Through the 18th and 19th centuries Earlham Hall was home to the prominent Norwich Quaker and banking family, the Gurneys.
Their silk dresses, fur coats and feathered hats would once have hung in the dressing rooms which now house photocopiers and filing cabinets.
In what is now the undergraduate student common room Elizabeth Fry’s older sister, Catherine, once sat by the window and rested in her old age. Elizabeth was brought up by this sister after the death of their mother and Catherine’s gentle ghost is said to haunt the room.
“I have always been fine here, but some people are totally spooked. We had builders who wouldn’t come back,” said Karen.
There are other ghost stories, and during the restoration a “witchcraft brick” was found high in the main southern facade of the hall, with a pentacle and the number 666 scratched into it. It could have been to ward off evil – or even suggest witchcraft was once practised here.
The oldest part of the house is the wood-panelled great hall, with massive doors to the north and south and huge marble fireplaces at either end. Its stately staircase ascends past an elaborate plasterwork ceiling and the hall is flanked by wings of drawing rooms, dining rooms, bedrooms and even a vast billiard room, now subdivided.
“We have got the dining room, the study, the library, the billiard room. It’s just like a Cluedo board!” said Karen. Claudina Richards is a senior lecturer in law and said: “If you stand on some floorboards, a door will open or shut. It’s not just an office or workplace, it’s a 17th-century home.
Avenues would once have would once have swept off across the parkland from the north and south doorways and can still be traced through the grounds of the UEA and Earlham Park. Pretty walled gardens, once belonging to the hall, are still part of Earlham Park, one of Norwich’s public parks. Some of the trees in the parkland are said to be more than 800 years old.
As the students move back into the hall young people are once again picnicking on the lawns in front of the venerable hall and striding through its corridors.
“It’s great to be back. There’s such a sense of community here. I wish I could stay on a bit longer!” said David Wilson, a third year student and head of the UEA Law Society.
Today the official entrance to the department is through the original tradesmen’s access, with the reception area created from a courtyard and the old kitchens.
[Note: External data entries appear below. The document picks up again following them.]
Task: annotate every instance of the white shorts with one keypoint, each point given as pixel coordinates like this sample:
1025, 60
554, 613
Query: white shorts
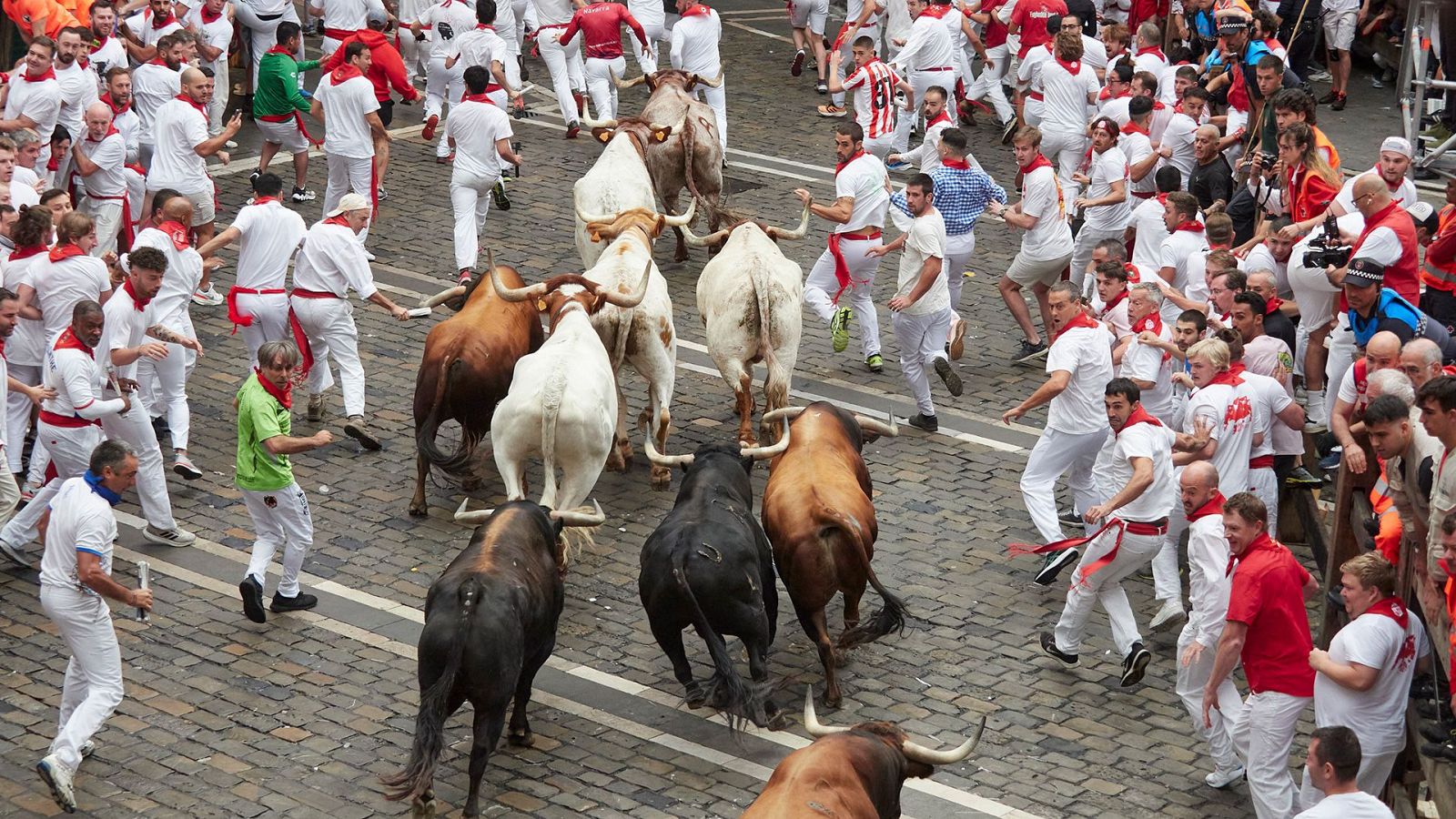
286, 135
808, 14
1340, 29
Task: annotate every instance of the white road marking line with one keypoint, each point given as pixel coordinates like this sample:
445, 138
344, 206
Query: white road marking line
655, 736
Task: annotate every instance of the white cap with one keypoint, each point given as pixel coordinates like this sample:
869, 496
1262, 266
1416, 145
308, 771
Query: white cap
349, 203
1398, 145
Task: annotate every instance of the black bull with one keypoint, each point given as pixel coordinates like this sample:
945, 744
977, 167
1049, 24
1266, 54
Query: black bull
710, 566
490, 625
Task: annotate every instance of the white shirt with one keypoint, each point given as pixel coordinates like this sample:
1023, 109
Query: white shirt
332, 261
269, 235
80, 522
152, 85
864, 179
695, 43
1041, 197
178, 130
1084, 353
475, 127
924, 241
1376, 716
346, 131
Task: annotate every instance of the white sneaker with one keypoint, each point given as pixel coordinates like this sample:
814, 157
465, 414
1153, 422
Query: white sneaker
1223, 778
1171, 611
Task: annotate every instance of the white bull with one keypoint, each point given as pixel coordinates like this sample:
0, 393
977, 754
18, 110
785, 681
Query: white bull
562, 399
642, 336
750, 298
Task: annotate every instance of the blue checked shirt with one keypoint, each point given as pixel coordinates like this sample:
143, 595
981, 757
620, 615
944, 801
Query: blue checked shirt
961, 196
It leads to a huge iron-studded door with a knocker once used to summon servants.
Along another back corridor are the stairs to the old apple loft and a passageway to the out-house with its mighty wooden horse-pulled pump, which was used to bring water to the house until 1901.
Opposite are stables and coach-houses and now that the restoration of the Hall is complete the Law School has turned its attention to these outbuildings, launching a £1.5m appeal to set up a Law Clinic where the public will be able to come for free legal advice, and a mock court-room for students to train.
Karen is eager to share the history of this hall and hopes a nearby barn might one day become an information point, telling passers-by more about the lovely building glimpsed on walks through Earlham Park. As well as being home to generations of the Gurney banking family it has been a museum, library, nursing home, maternity hospital and school before becoming, in 1963, the first building of the new UEA.
Today it is home to the university’s 700 law students, and teaching, research and administration staff. The parkland all around is open to the public daily and the hall will be open too, and its spectacular restoration revealed, during the Heritage Open Days weekend this September.